In its latest quarterly outlook, the HIA blamed two years of limited population growth and pointed out that homes were taking twice as long to build during the pandemic as a result of labour and material shortages.
The HIA said the commencement of new construction is forecast to fall to 125,030 over the next financial year.
The HIA projects home building will decline below decade-long averages, dropping to 97,850 in 2023 and a low of 93,770 the following year.
Despite the warning, the latest International Monetary Fund (IMF) report is a bit more upbeat.
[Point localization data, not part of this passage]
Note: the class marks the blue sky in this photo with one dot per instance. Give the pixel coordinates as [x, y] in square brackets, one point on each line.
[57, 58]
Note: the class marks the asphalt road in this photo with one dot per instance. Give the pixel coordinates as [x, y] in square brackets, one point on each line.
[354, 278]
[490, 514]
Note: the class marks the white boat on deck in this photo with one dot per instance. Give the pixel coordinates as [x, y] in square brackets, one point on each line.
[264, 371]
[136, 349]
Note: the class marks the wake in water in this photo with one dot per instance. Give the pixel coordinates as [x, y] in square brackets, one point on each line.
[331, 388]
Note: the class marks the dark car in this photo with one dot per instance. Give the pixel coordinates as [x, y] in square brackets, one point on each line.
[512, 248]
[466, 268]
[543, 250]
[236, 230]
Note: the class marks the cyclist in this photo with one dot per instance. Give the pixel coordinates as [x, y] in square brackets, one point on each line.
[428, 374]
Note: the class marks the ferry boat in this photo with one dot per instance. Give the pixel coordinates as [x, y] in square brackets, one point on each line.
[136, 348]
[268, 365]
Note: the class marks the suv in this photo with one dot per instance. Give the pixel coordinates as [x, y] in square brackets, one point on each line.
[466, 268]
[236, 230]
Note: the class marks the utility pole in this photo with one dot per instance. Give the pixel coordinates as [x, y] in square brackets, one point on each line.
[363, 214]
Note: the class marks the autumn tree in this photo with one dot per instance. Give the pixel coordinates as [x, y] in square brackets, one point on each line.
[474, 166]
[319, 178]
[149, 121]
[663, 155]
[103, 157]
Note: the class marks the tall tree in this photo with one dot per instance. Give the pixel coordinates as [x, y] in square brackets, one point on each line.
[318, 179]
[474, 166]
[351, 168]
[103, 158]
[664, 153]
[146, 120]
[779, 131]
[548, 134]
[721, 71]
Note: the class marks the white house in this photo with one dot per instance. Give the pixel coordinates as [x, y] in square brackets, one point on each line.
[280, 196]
While the IMF has cut its forecast for Australia’s economic growth this year, it has forecast a solid rebound next year as restrictions ease and the economy reopens.
In its latest World Economic Outlook report released this month the global economy will expand by 5.9 per cent this year, down slightly from its six per cent forecast in April.
The IMF attributed the downgrade to supply chain disruptions caused by COVID-19.
In Australia, where extended lockdowns and consumer and employer uncertainty have hit jobs and spending, the IMF expects growth to reach 3.5 per cent this year, down from its earlier prediction of 5.3 per cent.
Despite this the IMF upgraded Australia’s forecast for next year from three per cent to 4.1 per cent.
The IMF’s executive board warned that governments and central banks have to walk a fine line between engineering growth and guarding against increased financial system risks such as soaring house prices which are up more than 20 per cent in Australia.
“In a worst-case scenario, the house price decline over the next three years is estimated to be about 14 per cent in advanced economies and 22 per cent in emerging markets – somewhat higher than their pre-COVID-19 levels,” the report said.
With prices in Sydney and Canberra, for example, rising at their fastest pace in more than three decades, Australia is one of a group of countries, including the US, UK, New Zealand and Canada, where fiscal and monetary pandemic relief has further pumped up the housing market.